Johanna Halford: Charcoal Paintings, 7-19th October, at L’Oeil du Huit

The 47-year-old Halford, a Brit in Paris since 1988, and former fresco artist working with Ben Long and Valer Austin in the United States, presents here a series of delicate charcoal drawings on canvas and small wooden panels, fixed under layers of semi-transparent gesso. Eyes stare out—at predator or prey? ‘A broken wing, a trapped bird, a majestic Ural owl in flight’ – the cryptic words smudged into the wings and under the feathers aim to ‘entice and unsettle’.

Tania Mouraud: Ad nauseam, through 25 January 2015, at MAC/VAL, Vitry-sur-Seine

The 72-year-old Mouraud, a Parisian in Paris since 1942 and one of France’s most socially engaged visual artists, brings her anguished and angry intellect to bear on contemporary society’s destruction of thought and memory by means of a monumental audio-visual project documenting the industrial elimination of books in a recycling plant. The giant-sized video, which fills the hall of this contemporary art museum in the Paris suburb of Vitry-sur-Seine, is accompanied by equally gargantuan soundscape of some 1,500 samples of industrial sound, and the artist’s signature ‘mots de forme’ — compressed phrases like IHAVEADREAM in 13 different languages, which are repeated ad nauseam, on the museum’s tickets and exterior, and on billboards around town.

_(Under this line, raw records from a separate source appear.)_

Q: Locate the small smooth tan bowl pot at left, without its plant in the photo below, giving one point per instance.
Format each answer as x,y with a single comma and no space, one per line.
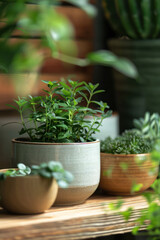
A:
28,195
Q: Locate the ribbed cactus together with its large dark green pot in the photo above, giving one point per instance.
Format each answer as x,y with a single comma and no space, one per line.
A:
137,24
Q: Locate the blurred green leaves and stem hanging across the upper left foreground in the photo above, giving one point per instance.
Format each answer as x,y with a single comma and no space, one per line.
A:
54,29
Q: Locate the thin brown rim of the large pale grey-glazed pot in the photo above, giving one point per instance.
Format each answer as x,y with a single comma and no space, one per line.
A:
22,141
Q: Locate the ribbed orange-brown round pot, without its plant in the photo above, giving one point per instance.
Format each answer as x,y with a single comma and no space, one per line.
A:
139,170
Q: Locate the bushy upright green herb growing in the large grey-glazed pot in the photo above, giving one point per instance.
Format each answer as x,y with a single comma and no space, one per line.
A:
64,114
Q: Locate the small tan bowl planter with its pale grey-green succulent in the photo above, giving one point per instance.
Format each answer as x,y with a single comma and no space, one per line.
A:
32,190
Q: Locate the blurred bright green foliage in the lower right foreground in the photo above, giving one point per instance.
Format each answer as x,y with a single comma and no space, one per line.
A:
149,218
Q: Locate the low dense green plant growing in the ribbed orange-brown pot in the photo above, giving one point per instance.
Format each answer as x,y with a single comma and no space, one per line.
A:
130,142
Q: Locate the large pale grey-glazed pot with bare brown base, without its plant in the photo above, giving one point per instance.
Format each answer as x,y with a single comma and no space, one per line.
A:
81,159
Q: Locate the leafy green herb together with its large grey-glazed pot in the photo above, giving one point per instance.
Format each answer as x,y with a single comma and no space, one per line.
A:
58,129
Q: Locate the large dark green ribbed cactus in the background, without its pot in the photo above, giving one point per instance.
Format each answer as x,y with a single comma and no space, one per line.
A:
137,19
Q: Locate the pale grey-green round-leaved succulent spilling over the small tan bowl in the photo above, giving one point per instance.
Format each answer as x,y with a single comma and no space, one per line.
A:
51,169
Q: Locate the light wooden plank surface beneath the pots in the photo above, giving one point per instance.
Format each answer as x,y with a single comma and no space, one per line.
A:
91,219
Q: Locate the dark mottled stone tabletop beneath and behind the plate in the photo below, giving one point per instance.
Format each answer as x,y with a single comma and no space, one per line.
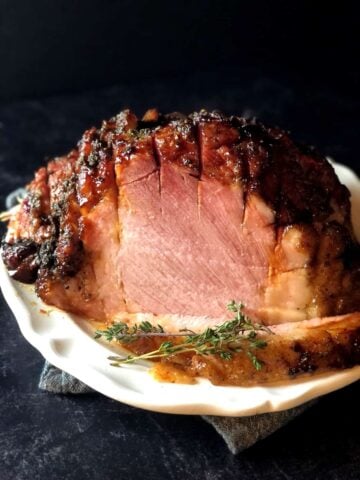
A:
44,436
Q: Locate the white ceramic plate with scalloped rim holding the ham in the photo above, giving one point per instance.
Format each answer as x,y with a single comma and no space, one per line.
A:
67,342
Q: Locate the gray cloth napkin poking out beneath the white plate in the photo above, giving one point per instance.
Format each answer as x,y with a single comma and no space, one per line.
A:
239,433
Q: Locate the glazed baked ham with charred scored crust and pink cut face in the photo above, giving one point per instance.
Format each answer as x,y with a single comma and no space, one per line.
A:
170,217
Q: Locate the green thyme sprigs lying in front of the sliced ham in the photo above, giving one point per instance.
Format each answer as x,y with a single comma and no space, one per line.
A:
239,334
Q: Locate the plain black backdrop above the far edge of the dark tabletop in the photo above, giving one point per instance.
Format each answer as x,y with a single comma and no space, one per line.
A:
69,45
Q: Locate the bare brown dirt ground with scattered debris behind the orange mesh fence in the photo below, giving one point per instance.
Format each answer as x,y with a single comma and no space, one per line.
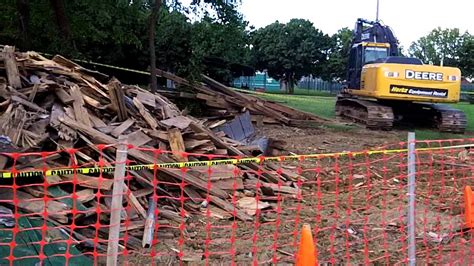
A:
356,207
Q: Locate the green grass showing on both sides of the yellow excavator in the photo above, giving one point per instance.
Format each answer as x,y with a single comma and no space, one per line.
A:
324,106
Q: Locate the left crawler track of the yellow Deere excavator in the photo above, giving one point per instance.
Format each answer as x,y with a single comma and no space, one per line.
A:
369,113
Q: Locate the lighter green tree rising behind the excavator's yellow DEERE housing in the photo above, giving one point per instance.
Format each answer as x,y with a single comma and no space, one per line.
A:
440,45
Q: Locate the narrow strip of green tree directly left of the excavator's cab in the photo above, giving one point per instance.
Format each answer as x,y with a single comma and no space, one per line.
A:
338,55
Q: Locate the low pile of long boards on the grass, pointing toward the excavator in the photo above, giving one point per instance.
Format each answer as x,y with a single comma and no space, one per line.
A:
223,101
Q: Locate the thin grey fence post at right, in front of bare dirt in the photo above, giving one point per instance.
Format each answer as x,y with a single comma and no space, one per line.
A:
411,198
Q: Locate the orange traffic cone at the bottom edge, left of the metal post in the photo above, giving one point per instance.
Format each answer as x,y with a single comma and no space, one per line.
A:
306,255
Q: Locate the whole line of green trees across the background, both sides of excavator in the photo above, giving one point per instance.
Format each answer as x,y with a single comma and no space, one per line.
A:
219,42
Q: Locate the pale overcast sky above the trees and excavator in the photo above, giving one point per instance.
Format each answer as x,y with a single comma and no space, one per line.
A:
409,19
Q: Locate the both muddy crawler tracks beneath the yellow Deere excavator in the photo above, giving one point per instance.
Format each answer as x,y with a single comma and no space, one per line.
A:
383,115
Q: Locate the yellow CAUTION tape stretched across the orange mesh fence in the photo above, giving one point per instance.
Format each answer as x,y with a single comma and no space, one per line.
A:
180,165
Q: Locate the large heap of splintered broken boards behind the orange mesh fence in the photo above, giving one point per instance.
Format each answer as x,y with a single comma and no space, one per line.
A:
55,105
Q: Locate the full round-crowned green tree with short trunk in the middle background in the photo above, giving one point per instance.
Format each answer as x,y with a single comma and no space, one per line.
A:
290,51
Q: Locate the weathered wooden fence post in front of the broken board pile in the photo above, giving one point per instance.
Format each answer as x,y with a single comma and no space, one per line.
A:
117,198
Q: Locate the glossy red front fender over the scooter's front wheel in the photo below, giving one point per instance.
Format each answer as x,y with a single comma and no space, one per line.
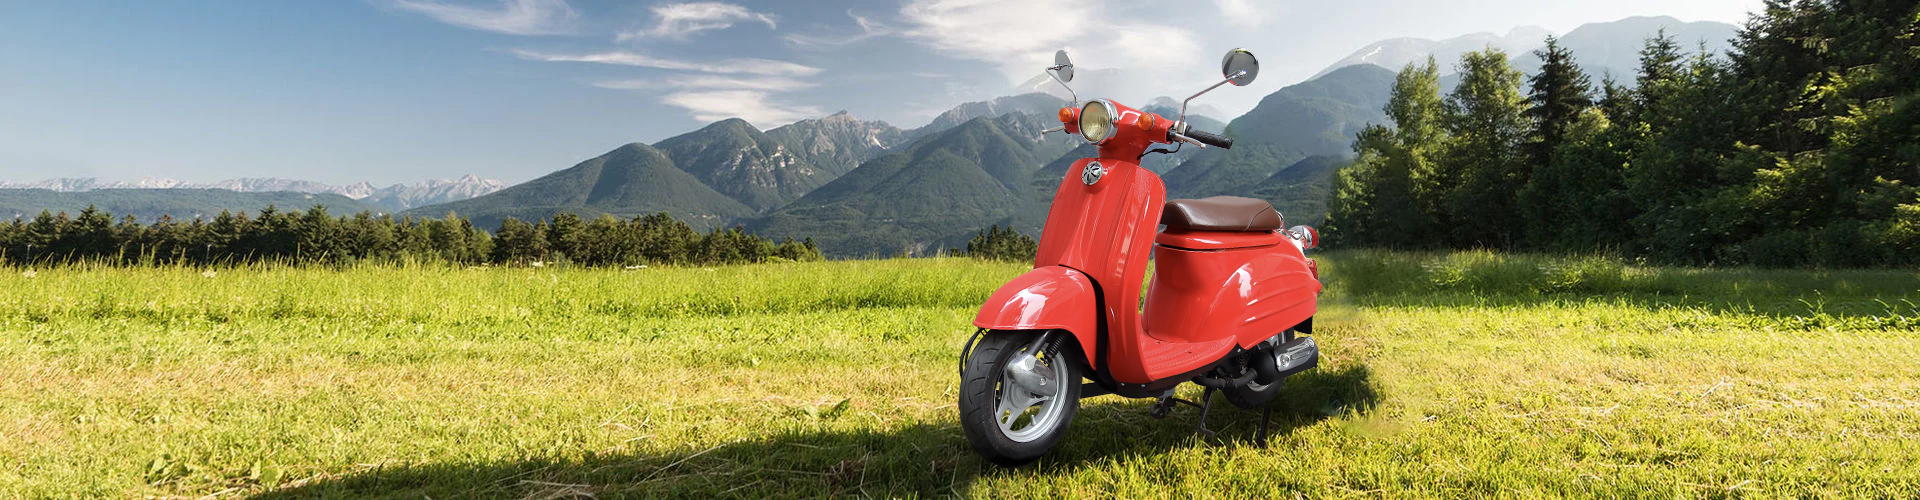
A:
1045,299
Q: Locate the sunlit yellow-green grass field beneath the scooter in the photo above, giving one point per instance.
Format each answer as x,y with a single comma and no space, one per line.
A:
1443,376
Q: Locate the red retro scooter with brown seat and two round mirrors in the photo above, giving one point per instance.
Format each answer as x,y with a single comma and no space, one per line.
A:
1230,299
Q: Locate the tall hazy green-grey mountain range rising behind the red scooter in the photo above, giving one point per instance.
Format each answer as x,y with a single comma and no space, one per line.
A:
875,189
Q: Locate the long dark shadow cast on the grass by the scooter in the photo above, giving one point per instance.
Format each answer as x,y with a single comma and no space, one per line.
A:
917,461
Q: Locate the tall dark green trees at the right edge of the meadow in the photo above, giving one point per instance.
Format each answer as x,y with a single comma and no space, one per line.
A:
1800,147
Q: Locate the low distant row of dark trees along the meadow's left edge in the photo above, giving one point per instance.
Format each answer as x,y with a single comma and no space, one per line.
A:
320,237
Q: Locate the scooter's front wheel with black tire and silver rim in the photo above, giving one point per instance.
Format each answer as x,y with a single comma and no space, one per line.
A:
997,434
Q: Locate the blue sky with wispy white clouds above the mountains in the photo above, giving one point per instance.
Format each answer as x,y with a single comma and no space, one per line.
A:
398,91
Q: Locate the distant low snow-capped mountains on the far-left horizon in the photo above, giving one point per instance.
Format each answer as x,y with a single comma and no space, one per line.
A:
366,195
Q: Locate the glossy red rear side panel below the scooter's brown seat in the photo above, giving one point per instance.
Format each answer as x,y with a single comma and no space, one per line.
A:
1230,295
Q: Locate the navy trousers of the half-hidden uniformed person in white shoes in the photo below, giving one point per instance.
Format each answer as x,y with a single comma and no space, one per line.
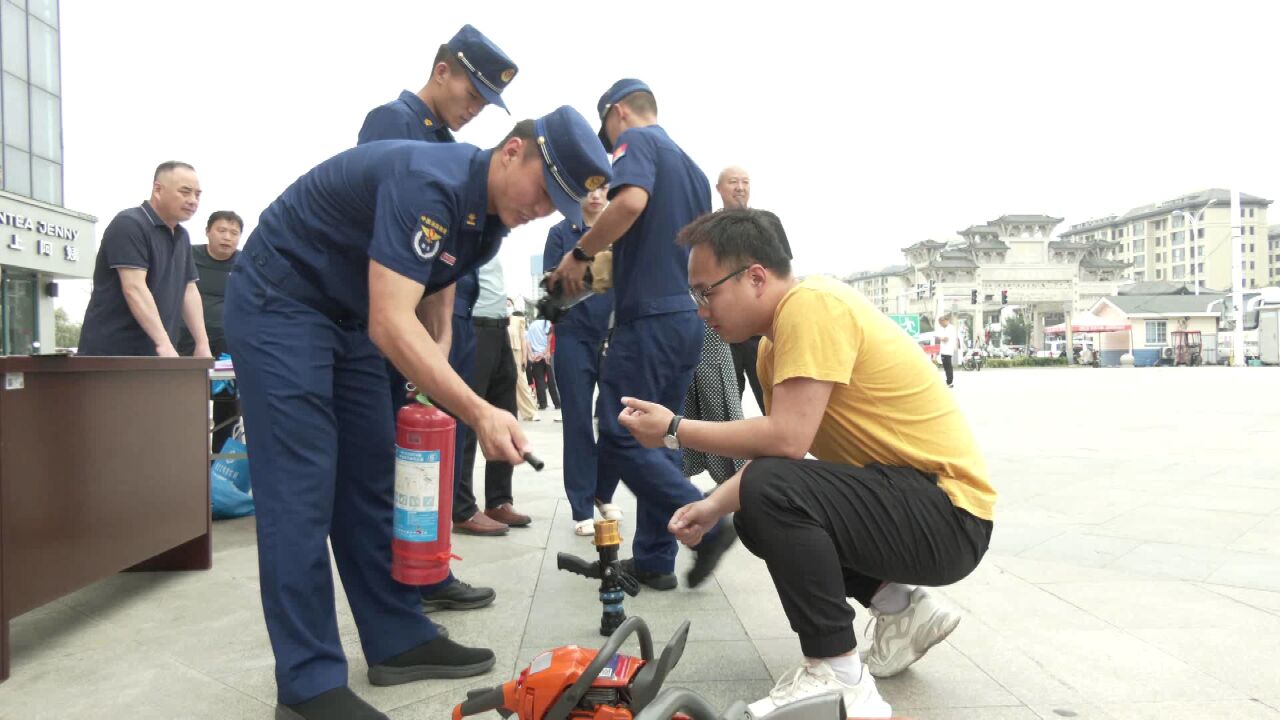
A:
578,370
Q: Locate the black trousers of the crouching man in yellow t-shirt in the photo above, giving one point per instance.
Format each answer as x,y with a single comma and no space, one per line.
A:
829,532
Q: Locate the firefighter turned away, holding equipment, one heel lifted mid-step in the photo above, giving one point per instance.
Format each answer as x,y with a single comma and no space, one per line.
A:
657,339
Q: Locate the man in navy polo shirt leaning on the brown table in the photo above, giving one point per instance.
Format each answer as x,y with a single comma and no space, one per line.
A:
145,277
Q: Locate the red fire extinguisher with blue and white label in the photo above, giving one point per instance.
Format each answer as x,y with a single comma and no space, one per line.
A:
424,494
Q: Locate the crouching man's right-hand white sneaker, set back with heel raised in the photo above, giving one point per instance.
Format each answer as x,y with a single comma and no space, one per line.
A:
902,639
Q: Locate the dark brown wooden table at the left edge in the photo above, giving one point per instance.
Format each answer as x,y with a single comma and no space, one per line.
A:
104,467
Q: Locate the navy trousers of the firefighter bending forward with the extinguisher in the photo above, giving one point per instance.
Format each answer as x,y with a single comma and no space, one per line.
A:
318,417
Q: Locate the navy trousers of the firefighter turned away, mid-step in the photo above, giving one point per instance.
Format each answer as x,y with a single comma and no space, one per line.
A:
651,358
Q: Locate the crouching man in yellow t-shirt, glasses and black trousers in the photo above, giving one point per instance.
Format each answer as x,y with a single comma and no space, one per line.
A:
899,494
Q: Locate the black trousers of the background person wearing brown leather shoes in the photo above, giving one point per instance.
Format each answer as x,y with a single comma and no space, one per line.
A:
495,380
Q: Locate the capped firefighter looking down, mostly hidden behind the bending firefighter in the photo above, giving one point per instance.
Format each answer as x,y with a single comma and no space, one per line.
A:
459,89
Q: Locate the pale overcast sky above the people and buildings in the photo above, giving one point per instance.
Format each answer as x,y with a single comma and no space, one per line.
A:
867,127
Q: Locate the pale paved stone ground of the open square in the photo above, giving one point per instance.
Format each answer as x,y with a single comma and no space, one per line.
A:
1135,573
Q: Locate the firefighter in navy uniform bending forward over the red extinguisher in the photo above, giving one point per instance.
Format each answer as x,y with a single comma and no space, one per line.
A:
327,286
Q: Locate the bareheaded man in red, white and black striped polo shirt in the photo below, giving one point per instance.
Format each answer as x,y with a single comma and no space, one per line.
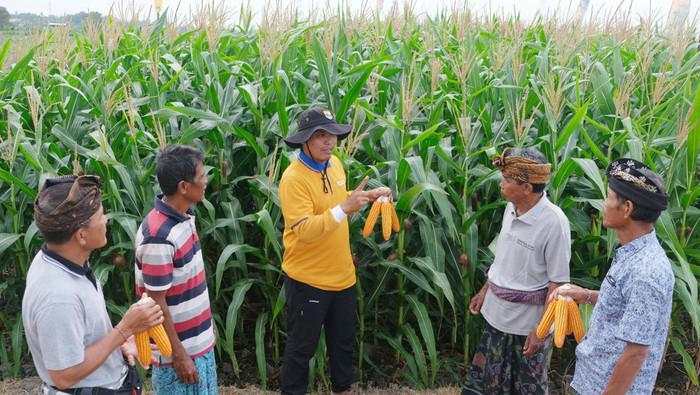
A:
169,266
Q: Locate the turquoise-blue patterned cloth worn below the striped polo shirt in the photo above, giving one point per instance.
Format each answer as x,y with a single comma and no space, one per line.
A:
166,382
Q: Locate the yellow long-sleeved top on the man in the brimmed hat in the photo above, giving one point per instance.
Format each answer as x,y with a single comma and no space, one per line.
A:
316,245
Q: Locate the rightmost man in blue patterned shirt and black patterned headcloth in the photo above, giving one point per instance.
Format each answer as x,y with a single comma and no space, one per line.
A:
624,346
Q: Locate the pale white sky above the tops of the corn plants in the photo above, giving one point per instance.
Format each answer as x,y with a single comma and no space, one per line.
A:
525,8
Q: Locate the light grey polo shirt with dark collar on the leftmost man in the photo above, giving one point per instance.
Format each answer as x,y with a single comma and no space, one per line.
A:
64,312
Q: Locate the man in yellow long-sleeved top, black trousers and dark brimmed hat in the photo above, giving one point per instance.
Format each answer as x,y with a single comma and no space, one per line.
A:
320,274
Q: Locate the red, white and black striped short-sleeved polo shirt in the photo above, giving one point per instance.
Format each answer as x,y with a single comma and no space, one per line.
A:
169,257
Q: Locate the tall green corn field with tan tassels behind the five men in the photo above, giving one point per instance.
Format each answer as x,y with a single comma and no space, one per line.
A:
431,100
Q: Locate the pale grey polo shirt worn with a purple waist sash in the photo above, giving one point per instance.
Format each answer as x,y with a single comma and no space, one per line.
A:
532,250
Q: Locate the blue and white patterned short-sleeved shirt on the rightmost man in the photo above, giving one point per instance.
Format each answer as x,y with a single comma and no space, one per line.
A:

Niki de Saint Phalle, through 2 February 2015, at Grand Palais

The 12-year-departed Saint Phalle, a Franco-American born in Paris in 1930 and raised in the United States, achieved worldwide acclaim from the 1950s on—arguably one of the first female, feminist artists to do so. She is presented here in all her glory, in a giant retrospective of paintings, sculptures, prints, films and other media. The 20,000 square foot show traces her trajectory through the various art movements — New Realism, Neo-Dada, Pop Art—and social issues of her day, and then spills out, in the form of a giant sculpture fountain, into the garden of the Grand Palais.